GitHub Code GPT-2 Training Pipeline | Generated by AI
Here’s the full pipeline summary:
=== /mnt/data/zz — GitHub Code Training Pipeline ===
STEP 1: DOWNLOAD (codeparrot/github-code from HuggingFace)
- Script: scripts/download/download_github_code.py
- Uses wget to pull parquet shards from HF
- Downloaded 38 shards so far (~11 GB), target was 100 GB
- Output: datasets/github-code/train-00000-of-01126.parquet …
STEP 2: TOKENIZE (GPT-2 BPE via tiktoken)
- Script: scripts/extract/tokenize_github_code.py
- Reads parquet ‘content’ column, encodes with tiktoken gpt2
- Writes 100M-token .npy shards (uint16)
- First shard = val, rest = train
- Creates symlinks with edufineweb_ prefix so nanoGPT finds them
- Output: datasets/github-code-tok/
- 140 train shards + 1 val shard
- 13.97B train tokens, 100M val tokens
- 27 GB total
STEP 3: TRAIN (nanoGPT, running now in tmux “train”)
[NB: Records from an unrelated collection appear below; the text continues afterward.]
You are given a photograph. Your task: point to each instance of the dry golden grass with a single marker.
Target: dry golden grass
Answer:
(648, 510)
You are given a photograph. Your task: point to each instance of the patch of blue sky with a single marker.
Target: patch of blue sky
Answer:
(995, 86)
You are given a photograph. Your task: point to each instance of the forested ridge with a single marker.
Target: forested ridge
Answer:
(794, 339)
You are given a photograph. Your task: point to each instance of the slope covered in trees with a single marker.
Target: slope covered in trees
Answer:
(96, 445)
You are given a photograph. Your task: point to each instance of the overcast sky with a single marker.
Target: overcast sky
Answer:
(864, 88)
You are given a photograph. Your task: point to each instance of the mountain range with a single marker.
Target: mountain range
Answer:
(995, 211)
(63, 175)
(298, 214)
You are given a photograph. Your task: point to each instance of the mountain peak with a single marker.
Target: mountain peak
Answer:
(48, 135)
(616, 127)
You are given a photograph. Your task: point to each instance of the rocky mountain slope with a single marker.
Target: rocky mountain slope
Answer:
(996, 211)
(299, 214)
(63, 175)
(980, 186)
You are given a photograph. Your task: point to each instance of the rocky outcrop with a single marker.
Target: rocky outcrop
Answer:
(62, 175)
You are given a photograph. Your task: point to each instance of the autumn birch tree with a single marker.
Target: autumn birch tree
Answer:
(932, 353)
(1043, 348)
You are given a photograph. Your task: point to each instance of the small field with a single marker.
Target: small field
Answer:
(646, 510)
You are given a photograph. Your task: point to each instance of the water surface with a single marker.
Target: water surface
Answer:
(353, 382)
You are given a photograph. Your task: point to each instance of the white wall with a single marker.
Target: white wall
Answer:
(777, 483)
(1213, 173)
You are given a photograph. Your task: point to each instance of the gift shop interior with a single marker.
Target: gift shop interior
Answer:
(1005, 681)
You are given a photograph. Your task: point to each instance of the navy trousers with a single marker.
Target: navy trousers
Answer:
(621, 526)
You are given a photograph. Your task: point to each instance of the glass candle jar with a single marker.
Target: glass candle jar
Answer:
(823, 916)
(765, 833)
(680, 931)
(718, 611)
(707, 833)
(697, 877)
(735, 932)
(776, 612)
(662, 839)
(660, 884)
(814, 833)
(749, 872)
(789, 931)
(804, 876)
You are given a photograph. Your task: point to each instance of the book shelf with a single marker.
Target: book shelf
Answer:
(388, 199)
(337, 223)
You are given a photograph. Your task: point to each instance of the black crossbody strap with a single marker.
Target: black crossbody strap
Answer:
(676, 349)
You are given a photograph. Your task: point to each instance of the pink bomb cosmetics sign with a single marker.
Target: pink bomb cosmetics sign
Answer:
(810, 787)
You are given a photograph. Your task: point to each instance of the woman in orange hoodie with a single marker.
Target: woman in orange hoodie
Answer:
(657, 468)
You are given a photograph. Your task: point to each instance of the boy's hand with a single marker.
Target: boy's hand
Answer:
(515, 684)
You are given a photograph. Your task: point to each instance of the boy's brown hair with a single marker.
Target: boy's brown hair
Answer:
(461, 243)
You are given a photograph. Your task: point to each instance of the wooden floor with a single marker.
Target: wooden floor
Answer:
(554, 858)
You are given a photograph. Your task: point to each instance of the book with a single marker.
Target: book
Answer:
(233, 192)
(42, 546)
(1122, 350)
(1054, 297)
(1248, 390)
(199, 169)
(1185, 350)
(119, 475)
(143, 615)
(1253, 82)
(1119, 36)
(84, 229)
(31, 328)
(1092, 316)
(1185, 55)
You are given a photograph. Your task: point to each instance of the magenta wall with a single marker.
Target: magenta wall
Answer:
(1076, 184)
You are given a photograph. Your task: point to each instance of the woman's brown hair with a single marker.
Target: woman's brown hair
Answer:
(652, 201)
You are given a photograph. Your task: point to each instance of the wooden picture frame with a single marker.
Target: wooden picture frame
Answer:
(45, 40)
- Config: nanoGPT/config/train_github_code_124m.py
- GPT-2 124M (12 layers, 12 heads, 768 embd)
- Batch 4 × 1024, grad_accum 8 = 32,768 tokens/step
- 427,000 steps × 32,768 = ~14B tokens (covers all data)
- Currently at iter 14,000 / 427,000 (~3.3%)
- Best val loss: 5.87
- ~5 days estimated to finish
- Checkpoint: out-github-code-124m/ckpt.pt (1.49 GB)
LATEST COMMITS: 79273b9 feat(training): add GPT-2 124M config for github-code on RTX 4070 c0672b7 refactor(extract): simplify tokenization logic 0f9416d chore(finetune): add merge script, gitignore *.gguf 336bcef Add github-code download and tokenize scripts
NOTE: Only 38 of 1126 parquet shards were downloaded (11 GB of 100 GB target). But the tokenization produced ~14B tokens already, which is exactly what the training config targets. So the pipeline is complete for this run — download more shards later if you want more data.